In 2013-2014 the property was acquired by developer Andrew Glazer, who is currently redeveloping the site. He renovated the store to become his new office and the mill house (called the Red Mill, it once had a water wheel) next to the Tavern to become his residence. He also built four new houses and a community barn on the Tavern’s old parking lot, the profits from them to support the next phase of the project, which is to extensively modernize and eventually reopen the Tavern itself. The interior is being gutted and the restaurant adapted from the sprawling space that seated 200 to a new space that will seat 60. The picture above was taken in 2014, before the current renovation work on the main Tavern building began earlier this year.
The single-story brick structure at 9 State Street in North Haven once served as the Smith Brothers carriage parts factory. The nomination document for the Pines Bridge Historic District gives the building a date of 1868, although the North Haven Historical Society website says it was built in 1846 by John F. Bronson, possibly as a match factory, and was acquired by the Smith Brothers in 1856. Because of a plaque found in the building engraved “Runaway Hole” it has been speculated that it was part of the Underground Railroad. Around the turn-of-the-century Angelo Ghiselli acquired the property, which became a restaurant. It was next used as apartments and is now a private residence.
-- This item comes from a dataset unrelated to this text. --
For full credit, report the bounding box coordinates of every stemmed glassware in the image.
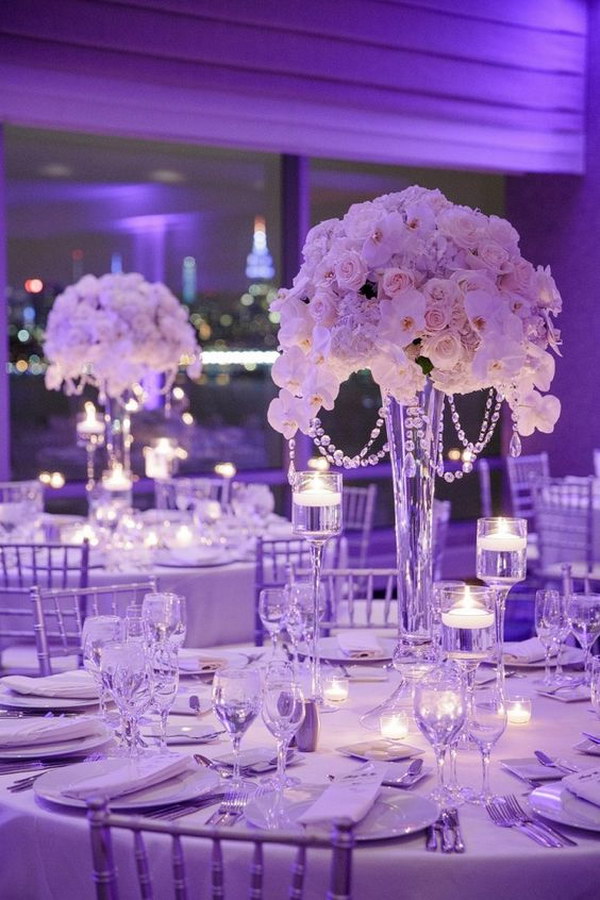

Across Church Street from the old Railroad Depot in Wethersfield (the subject of yesterday’s post) is an old factory building erected c. 1880. Early on, the factory was occupied by Hopkins & Chapin and then Bailey Manufacturing (aka Bailey & Co. book binders). The Elmer Tool Company occupied the building until c. 1914. It then remained vacant until 1919, when it was acquired by the National Machine Company (see “National Machine Co. Has Option on Wethersfield Plant,” Hartford Courant, October 18, 1919). It had remained in or had returned to an abandoned state by September 3, 1927, when the Hartford Courant ran a story: “Eight Boys Accused Of Vandalism: Charged With Having Damaged Abandoned Plant of National Machine Co. on Church Street.” It was reported that the boys tore slate off the roof, broke windows, stole a telephone and caused other damage. The following year the factory was acquired by the Gra-Rock Bottling Company. In 1980 the building became home to Clearing House Auction Galleries, a company operated by the LeClair family since 1955. Not long after the death of the company’s president, auctioneer and appraiser Thomas G. LeClair, in 2011, his sister decided to close the business. Earlier this year the Wethersfield Wetlands Commission approved a development proposal to convert the old factory for residential and commercial use and to erect a new building with 30 condominiums behind it.